There is a useful backgrounder in today’s NY Times on why medical device maker Guidant, despite its troubles, is on the receiving end of a bidding war. It has a lot to do with the relative effectiveness of many current medical devices, as well as the age-induced Steve Austin-style remaking of baby boomers:
But since 2000, earnings growth has slowed for drug makers as blockbuster drugs of the 1990’s came off patent and successors proved hard to find. In the meantime, leading device companies have proved adept at racking up year after year of double-digit revenue and earnings growth. Unlike drug makers, device company can continually tinker with hit products to produce a steady stream of incremental improvements that can be used to justify price increases.

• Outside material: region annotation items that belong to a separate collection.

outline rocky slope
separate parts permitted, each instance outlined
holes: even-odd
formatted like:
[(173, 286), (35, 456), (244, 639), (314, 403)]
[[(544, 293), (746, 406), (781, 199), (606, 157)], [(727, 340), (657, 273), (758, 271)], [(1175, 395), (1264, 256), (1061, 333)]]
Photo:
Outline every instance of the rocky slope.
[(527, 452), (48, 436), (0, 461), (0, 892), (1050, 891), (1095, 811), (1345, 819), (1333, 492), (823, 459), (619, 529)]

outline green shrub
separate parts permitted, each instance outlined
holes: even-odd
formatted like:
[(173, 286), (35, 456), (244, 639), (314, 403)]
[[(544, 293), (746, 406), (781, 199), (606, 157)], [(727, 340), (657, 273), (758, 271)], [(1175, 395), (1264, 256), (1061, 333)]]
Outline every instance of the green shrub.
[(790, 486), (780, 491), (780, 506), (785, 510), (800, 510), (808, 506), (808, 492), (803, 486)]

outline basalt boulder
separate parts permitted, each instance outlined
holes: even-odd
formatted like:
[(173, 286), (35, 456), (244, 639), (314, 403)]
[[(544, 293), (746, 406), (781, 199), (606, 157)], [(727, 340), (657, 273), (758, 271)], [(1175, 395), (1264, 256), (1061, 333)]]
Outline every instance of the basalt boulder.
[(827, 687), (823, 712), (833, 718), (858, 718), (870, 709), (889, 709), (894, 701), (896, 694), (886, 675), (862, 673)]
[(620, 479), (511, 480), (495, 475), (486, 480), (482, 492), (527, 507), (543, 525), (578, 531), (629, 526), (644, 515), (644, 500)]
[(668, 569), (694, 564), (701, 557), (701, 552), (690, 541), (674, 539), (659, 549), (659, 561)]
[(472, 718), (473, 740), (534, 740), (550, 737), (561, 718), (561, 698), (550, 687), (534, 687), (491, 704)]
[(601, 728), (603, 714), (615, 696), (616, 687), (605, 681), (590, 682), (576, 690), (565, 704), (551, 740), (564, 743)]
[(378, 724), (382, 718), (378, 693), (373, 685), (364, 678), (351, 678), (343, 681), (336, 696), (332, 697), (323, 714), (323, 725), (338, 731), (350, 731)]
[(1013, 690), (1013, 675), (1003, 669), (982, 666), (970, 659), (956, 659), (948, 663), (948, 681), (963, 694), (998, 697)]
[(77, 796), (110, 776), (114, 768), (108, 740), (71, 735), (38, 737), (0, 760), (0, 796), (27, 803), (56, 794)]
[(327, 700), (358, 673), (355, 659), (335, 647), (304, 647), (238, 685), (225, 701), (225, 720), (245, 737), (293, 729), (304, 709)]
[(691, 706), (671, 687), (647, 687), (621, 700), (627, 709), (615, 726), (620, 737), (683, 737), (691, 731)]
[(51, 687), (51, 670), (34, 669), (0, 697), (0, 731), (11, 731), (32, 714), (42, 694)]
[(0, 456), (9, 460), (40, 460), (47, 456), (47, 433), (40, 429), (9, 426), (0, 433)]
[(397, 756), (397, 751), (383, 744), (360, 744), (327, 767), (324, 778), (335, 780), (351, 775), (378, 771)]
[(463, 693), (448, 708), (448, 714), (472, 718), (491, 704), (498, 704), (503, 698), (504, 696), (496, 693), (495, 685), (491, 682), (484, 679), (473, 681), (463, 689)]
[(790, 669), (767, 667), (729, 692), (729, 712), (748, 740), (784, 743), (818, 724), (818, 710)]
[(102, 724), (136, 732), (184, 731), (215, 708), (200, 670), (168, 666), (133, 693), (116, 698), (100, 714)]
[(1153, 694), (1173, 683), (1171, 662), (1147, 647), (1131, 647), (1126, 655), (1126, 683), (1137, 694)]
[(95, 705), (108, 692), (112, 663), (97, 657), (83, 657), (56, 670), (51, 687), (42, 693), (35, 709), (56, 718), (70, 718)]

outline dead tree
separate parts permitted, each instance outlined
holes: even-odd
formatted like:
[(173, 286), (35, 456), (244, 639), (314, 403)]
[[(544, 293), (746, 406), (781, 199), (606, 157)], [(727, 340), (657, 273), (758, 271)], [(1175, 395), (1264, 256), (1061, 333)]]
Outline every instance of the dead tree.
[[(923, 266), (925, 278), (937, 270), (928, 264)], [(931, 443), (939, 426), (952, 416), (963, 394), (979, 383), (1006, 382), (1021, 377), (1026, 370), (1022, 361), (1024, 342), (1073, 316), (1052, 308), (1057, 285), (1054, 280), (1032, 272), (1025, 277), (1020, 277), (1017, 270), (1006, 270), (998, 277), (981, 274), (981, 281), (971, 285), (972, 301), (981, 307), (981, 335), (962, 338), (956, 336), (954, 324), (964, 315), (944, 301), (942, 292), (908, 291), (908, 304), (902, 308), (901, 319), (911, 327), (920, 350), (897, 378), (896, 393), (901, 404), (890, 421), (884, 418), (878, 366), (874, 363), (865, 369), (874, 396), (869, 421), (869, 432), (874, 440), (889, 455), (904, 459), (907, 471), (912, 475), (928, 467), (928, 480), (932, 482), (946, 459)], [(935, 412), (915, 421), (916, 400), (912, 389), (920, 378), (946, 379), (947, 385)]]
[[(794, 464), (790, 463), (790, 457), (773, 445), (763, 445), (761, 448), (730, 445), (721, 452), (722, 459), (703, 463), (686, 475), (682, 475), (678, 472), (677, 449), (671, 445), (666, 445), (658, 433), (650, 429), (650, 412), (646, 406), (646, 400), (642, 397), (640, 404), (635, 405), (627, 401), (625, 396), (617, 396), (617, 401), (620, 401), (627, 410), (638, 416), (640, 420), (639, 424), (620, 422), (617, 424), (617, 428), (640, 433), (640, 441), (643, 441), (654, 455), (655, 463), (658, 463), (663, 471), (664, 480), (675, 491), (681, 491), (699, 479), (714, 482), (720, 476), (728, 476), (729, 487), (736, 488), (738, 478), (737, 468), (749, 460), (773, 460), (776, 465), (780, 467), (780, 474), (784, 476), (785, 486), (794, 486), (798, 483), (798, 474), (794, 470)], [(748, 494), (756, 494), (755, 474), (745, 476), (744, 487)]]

And unlike drugs, devices can be designed with electronic components that link them to computers and communications networks, allowing data from patients with implants to be monitored remotely. Guidant’s innovations in such patient monitoring and networking, marketed under the Latitude brand name, are among the enhancements it is counting on to help rebuild market share.
Stock activity in the last five years attests to the diverging fortunes of drug and device makers. From the beginning of 2000 to the end of 2005, the share price of Pfizer, the largest drug company, declined 10.7 percent, while the stock of Medtronic, the largest independent device company, was rising 63.2 percent.
Another useful reminder from the piece is this: Many of the drug makers used to own device companies, but they saw them as a drag on growth. Eli Lilly unloaded Guidant in 1994, and Bristol-Meyers sold off Zimmer (now the largest maker of artificial hips and joints) in 2001. Ouch.